Januari sudah datang. Untuk menepati janji pada Mbak Widuri saat Radit terpilih menjadi ketua angkatan di bulan September lalu, aku akan menemaninya pergi ke Pekan Raya Solo malam Minggu ini. Tentu saja pergi bersama Mbak Wid akan menguntungkan untukku. Aku tak perlu kebingungan seperti saat pertama kali sampai di rumah mbah dan ditanya tetangga, "Asmane sinten?" atau pertanyaan semacam, “Daleme pundi?” saat berkenalan dengan orang baru di suatu tempat, dan berbagai jenis pertayaan lainnya. Harus kuakui bahasa Jawa itu sulit … sudah lebih dari empat bulan di sini, aku masih sering keliru menggunakan bahasa Jawa Kasar alias Ngoko pada orang yang lebih tua dan berujung ditegur teman-teman. Boro-boro mau menggunakan bahasa Jawa Alus atau Kromo Inggil, sungguh suatu hal yang nampaknya mustahil untukku.
“Wah, Mbak cantik sekali,” pujiku tulus saat melihatnya mengenakan baju kemeja putih dengan rok batik berwarna kontras. Rambutnya yang lurus sebahu dibiarkan tergerai dengan sedikit poni pendek di bagian dahi. Bibirnya yang tipis dihiasi lipstik berwarna merah muda, hingga tak sedikitpun terlihat tanda-tanda usia 30-an di wajahnya.
“Kamu begitu aja?” tanyanya heran melihatku bercelana jeans gombroh.

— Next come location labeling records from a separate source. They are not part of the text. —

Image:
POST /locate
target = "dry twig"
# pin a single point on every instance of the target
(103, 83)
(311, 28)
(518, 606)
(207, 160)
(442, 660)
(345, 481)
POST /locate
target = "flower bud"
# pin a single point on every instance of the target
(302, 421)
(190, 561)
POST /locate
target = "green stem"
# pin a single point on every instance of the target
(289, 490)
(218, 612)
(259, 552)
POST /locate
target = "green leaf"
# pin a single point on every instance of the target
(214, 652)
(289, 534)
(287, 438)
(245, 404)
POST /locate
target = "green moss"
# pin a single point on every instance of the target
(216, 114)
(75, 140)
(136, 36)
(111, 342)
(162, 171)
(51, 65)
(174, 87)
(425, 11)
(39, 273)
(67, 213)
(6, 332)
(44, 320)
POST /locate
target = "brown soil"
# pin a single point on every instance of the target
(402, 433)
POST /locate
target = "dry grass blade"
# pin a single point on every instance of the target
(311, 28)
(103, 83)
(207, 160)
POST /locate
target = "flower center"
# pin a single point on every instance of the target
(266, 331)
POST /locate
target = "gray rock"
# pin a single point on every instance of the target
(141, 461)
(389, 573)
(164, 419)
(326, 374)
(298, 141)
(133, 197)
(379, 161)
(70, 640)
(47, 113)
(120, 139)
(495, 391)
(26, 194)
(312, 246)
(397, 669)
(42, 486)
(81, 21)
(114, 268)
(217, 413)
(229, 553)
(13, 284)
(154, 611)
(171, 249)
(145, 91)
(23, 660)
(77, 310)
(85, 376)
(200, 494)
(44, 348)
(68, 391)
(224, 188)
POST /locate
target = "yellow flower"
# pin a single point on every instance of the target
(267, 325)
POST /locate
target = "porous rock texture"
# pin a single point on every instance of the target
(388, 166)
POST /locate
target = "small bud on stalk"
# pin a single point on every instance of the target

“Ya, mau bagaimana lagi, Mbak. Aku pinjam motor Ben, tapi yang dipinjamkannya motor jenis ini.” Aku menjatuhkan pandangan pada Honda Tiger Hitam yang sekarang parkir di halaman rumah. Salahku memang karena tidak bilang secara detail tentang motor apa yang ingin aku pinjam. Aku hanya minta tolong Radit pinjam motor pada Ben selama satu hari. Kupikir ia akan meminjamkan motor CB-nya yang antik itu, atau motor Impresa milik papinya yang pernah sesekali dibawa ke kampus, jadi tidak akan menyulitkanku untuk pergi kemana-mana. Siapa sangka dia malah meminjamkan motor Alex, adiknya yang jadi anak kesayangan mami sampai-sampai masih SMA pun sudah bawa motor keren ke sekolah.
“Duh, apa enggak apa-apa kalau aku duduk menyamping?” Tiba-tiba saja Mbak Wid kikuk dan mulai memutar-mutar roknya. Ia malah terlihat seperti tuan putri sekarang, dengan gerakannya yang begitu gemulai. Heran, bagaimana bisa calon suaminya kemarin pergi begitu saja usai berhubungan serius selama hampir lima tahun.
“InshaAllah enggak apa-apa. Kalau Mbak ketagihan pakai motornya, besok juga masih bisa kita pakai jalan, kok. Katanya dia baru akan jemput sepulang dari gereja, mungkin malam hari,” ucapku sembari mengambil posisi mengemudi di atas motor.
“Oke deh, selama kamu enggak geli aku peluk, sepertinya kita akan baik-baik saja, hahaha ….” Tawanya terpecah sesaat sebelum melingkarkan tangan di pinggangku.
***
Benar saja. Sesampainya di area Pekan Raya Solo, tepatnya di Alun-alun Kidul, Mbak Wid langsung bertindak selaku penerjemah untukku. Aku tak banyak bicara apalagi memberanikan diri bertanya ini itu kepada para petugas yang jaga di stan. Lebih baik kupercayakan saja semua pada Mbak Wid, termasuk saat seorang penjaga museum Keraton tiba-tiba memanggilku dan mengajak berbicang. Kami mengalami spiritual journey yang mengesankan di stan yang memperlihatkan benda-benda pusaka milik Keraton. Beliau bahkan berpesan agar kami datang lagi esok hari karena dia ingin memperlihatkan sesuatu yang lebih menarik.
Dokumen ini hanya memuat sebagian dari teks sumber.